Scraping websites with backend obfuscated content can be challenging because they add another layer to it. Websites use several techniques, including base64 and ROT13 encoding, which show up as gibberish in the source code. You need to decode them to make them meaningful.
This article discusses how to tackle five popular techniques that websites use to obfuscate their text content.
1. Base64 Encoding
The Base64 encoding scheme transforms binary data into a textual representation by mapping it to a set of 64 ASCII characters—uppercase letters (A-Z), lowercase letters (a-z), digits (0-9), and two additional symbols (+ and /).
Example in HTML
<div data-email="am9obkBleGFtcGxlLmNvbQ==">Contact Us</div>
<!-- Decodes to: john@example.com -->
In this example, the attribute data-email contains a Base64-encoded string representing an email address. When decoded, it reveals the actual email “john@example.com,” which is hidden from immediate view in the page source.
How to Handle It
Create a Base64 decoding function designed to detect and decode Base64-encoded strings.
import base64
import logging
logger = logging.getLogger(__name__)
def decode_base64(encoded_text: str) -> str:
try:
# Add padding if necessary
padding = 4 - (len(encoded_text) % 4)
if padding != 4:
encoded_text += '=' * padding
return base64.b64decode(encoded_text).decode('utf-8')
except Exception as e:
logger.error(f"Base64 decoding failed: {str(e)}")
return encoded_text
This function:
- Checks if the input string requires padding (Base64 strings must be a multiple of 4 characters)

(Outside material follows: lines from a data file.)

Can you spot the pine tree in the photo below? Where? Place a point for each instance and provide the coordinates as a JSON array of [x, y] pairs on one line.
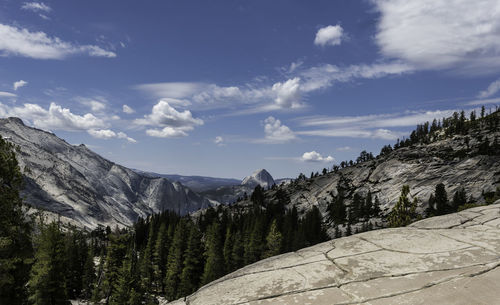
[[404, 210], [193, 263], [116, 251], [124, 283], [228, 249], [441, 199], [274, 240], [146, 269], [214, 266], [89, 275], [15, 231], [175, 261], [47, 282], [160, 255], [237, 251]]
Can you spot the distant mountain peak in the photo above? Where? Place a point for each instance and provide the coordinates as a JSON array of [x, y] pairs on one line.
[[260, 177]]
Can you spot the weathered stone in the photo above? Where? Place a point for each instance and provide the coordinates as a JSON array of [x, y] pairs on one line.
[[421, 264]]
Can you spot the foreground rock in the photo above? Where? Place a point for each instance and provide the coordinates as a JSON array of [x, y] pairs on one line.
[[451, 259]]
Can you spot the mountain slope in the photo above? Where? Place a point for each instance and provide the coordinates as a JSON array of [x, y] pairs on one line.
[[77, 183], [259, 177], [468, 158], [196, 183]]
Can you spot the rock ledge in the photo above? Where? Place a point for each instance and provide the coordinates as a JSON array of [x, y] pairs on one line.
[[451, 259]]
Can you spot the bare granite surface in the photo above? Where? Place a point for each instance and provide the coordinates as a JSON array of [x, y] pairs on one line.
[[451, 259]]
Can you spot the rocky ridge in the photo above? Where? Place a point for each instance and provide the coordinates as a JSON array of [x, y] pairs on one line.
[[77, 183], [450, 259], [454, 161]]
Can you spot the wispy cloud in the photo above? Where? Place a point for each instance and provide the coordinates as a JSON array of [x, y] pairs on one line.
[[376, 126], [168, 122], [22, 42], [492, 89], [314, 156], [459, 35], [36, 7], [19, 84], [7, 94]]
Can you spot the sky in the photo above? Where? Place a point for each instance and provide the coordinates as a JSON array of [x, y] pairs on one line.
[[222, 88]]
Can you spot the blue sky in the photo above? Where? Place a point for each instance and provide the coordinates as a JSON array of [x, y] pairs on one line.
[[221, 88]]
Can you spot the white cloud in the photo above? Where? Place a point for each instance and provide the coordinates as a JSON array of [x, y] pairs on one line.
[[344, 148], [109, 134], [172, 89], [324, 76], [314, 156], [484, 102], [54, 118], [492, 89], [276, 133], [128, 109], [36, 7], [287, 93], [102, 133], [19, 84], [94, 105], [431, 34], [22, 42], [219, 141], [377, 126], [7, 94], [172, 123], [329, 36]]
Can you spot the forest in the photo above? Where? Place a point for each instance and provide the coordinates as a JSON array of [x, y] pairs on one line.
[[171, 256]]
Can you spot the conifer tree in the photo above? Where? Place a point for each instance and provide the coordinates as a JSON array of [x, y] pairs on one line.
[[404, 210], [228, 249], [89, 275], [175, 261], [15, 231], [47, 283], [147, 270], [160, 255], [441, 199], [193, 263], [274, 240], [124, 283], [214, 266], [237, 251]]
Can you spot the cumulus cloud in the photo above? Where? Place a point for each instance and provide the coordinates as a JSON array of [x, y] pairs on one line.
[[36, 7], [172, 123], [430, 34], [329, 36], [109, 134], [19, 84], [127, 109], [94, 104], [7, 94], [492, 89], [276, 133], [287, 93], [314, 156], [219, 140], [54, 118], [22, 42]]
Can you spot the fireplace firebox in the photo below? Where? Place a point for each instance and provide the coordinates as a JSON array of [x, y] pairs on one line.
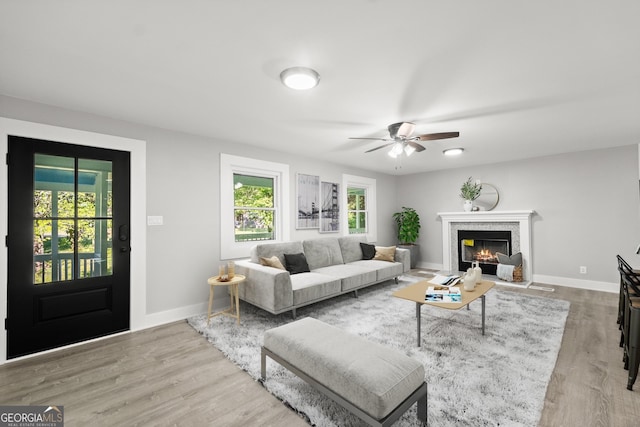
[[482, 245]]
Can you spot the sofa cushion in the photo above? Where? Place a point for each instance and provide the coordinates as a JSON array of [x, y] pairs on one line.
[[351, 276], [309, 287], [384, 269], [322, 252], [368, 251], [296, 263], [274, 261], [387, 253], [350, 247], [267, 250]]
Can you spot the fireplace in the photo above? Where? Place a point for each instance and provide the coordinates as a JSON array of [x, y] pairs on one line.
[[518, 222], [481, 246]]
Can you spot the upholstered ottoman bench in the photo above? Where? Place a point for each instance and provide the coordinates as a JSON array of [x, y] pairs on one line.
[[375, 383]]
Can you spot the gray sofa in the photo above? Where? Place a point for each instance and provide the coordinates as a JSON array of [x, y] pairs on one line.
[[336, 267]]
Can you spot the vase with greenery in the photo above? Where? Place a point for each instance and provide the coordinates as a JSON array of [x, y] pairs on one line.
[[469, 192], [408, 222]]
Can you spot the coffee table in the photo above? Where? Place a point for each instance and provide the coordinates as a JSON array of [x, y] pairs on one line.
[[417, 291]]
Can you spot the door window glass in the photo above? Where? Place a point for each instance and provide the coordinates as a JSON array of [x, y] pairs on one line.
[[72, 227]]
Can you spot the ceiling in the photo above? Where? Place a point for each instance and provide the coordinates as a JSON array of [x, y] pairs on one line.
[[516, 79]]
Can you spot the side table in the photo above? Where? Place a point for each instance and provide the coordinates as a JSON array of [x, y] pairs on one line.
[[233, 292]]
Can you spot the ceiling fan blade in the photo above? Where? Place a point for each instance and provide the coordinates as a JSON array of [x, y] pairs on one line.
[[416, 146], [382, 146], [435, 136], [405, 130]]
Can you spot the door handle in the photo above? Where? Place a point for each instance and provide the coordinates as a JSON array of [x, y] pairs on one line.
[[123, 233]]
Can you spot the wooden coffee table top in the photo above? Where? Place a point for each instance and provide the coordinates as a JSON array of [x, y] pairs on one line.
[[417, 291]]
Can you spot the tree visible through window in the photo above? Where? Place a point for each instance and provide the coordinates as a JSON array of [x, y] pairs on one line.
[[254, 208], [357, 210]]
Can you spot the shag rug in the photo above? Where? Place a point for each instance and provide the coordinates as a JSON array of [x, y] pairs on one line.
[[499, 379]]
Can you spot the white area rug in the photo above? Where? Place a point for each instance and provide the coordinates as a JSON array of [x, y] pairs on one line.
[[498, 379]]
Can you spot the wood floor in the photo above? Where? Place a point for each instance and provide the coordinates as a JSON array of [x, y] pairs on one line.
[[170, 375]]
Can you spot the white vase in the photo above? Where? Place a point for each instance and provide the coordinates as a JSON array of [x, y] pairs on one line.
[[469, 280], [478, 271]]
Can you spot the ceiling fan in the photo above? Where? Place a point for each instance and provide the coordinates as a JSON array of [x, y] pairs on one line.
[[401, 139]]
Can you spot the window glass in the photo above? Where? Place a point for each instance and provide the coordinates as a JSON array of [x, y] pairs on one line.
[[357, 210], [254, 208]]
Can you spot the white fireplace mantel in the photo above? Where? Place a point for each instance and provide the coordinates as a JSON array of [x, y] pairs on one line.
[[522, 218]]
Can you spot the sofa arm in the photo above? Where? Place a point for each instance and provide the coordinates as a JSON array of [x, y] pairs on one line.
[[403, 256], [266, 287]]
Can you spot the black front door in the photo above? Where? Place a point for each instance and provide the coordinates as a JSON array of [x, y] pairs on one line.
[[68, 244]]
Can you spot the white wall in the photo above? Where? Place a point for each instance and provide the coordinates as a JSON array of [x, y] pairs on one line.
[[586, 203], [182, 184]]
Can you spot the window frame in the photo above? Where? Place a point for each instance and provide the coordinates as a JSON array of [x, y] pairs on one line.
[[369, 186], [230, 165]]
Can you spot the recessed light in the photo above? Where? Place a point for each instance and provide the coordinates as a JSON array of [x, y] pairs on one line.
[[300, 78], [453, 151]]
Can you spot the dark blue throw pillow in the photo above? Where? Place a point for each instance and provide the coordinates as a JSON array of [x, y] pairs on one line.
[[368, 251], [296, 263]]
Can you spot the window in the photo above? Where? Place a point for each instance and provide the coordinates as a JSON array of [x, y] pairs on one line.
[[253, 208], [254, 204], [360, 199], [357, 210]]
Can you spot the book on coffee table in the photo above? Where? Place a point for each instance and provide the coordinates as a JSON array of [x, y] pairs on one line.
[[443, 294], [448, 281]]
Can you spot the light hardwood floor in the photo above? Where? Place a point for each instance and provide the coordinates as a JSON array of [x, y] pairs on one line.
[[170, 375]]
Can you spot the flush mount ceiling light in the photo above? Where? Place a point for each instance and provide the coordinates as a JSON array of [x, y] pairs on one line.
[[300, 78], [453, 151]]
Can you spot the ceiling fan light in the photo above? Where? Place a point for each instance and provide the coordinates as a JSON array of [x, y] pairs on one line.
[[300, 78], [409, 150], [406, 129], [453, 151], [396, 150]]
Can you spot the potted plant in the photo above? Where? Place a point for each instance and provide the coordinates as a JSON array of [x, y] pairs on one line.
[[469, 192], [408, 222]]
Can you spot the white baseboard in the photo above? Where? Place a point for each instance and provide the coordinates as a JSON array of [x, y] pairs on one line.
[[590, 285], [168, 316]]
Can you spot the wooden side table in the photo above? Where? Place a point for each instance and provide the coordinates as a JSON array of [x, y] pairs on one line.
[[233, 292]]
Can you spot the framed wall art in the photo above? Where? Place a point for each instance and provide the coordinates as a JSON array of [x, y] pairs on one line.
[[307, 205], [330, 207]]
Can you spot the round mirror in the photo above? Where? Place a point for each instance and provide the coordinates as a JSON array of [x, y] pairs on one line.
[[488, 198]]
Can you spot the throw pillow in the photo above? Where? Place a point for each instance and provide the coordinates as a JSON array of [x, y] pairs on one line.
[[387, 253], [368, 251], [515, 259], [296, 263], [274, 261]]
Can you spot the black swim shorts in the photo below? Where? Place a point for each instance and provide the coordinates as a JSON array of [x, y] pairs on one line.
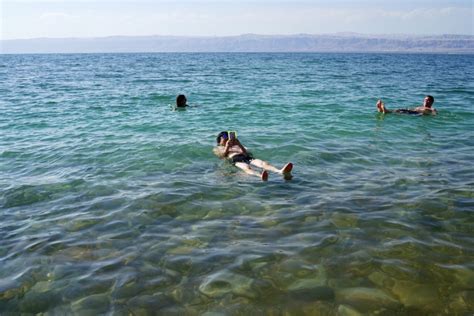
[[241, 158], [406, 111]]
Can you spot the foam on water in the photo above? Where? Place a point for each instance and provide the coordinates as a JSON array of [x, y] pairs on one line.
[[112, 202]]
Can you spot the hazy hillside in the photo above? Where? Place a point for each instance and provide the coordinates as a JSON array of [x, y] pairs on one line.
[[343, 42]]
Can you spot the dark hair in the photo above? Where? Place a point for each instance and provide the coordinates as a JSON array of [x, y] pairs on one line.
[[181, 100], [221, 134]]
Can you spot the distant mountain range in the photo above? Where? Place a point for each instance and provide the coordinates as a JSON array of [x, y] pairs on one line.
[[339, 42]]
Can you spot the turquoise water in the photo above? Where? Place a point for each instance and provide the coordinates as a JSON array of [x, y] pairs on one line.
[[111, 202]]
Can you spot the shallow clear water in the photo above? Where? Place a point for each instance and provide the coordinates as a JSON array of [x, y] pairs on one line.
[[110, 202]]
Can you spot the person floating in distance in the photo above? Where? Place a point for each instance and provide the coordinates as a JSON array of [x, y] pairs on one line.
[[228, 146], [181, 101], [425, 109]]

- Adds the necessary padding if missing
- Attempts to decode the string into UTF-8 text
- Logs the error and returns the original string if the decoding fails
After defining the function, find a base64 encoded string using the RegEx pattern and call the defined function.
if re.match(r'^[A-Za-z0-9+/]*={0,2}$', text):
text = decode_base64(text)
2. ROT13 Encoding
ROT13—a simple substitution cipher—replaces each letter in the alphabet with the letter 13 positions ahead, wrapping around at the end of the alphabet. Applying ROT13 twice gives you the original string, making it a symmetric cipher.
Example
Original: Hello World
ROT13: Uryyb Jbeyq
This example shows how the phrase “Hello World” transforms with ROT13, making it unreadable without decoding.
How to Handle It
Create a ROT13 decoding function that translates each alphabetic character by shifting it 13 places.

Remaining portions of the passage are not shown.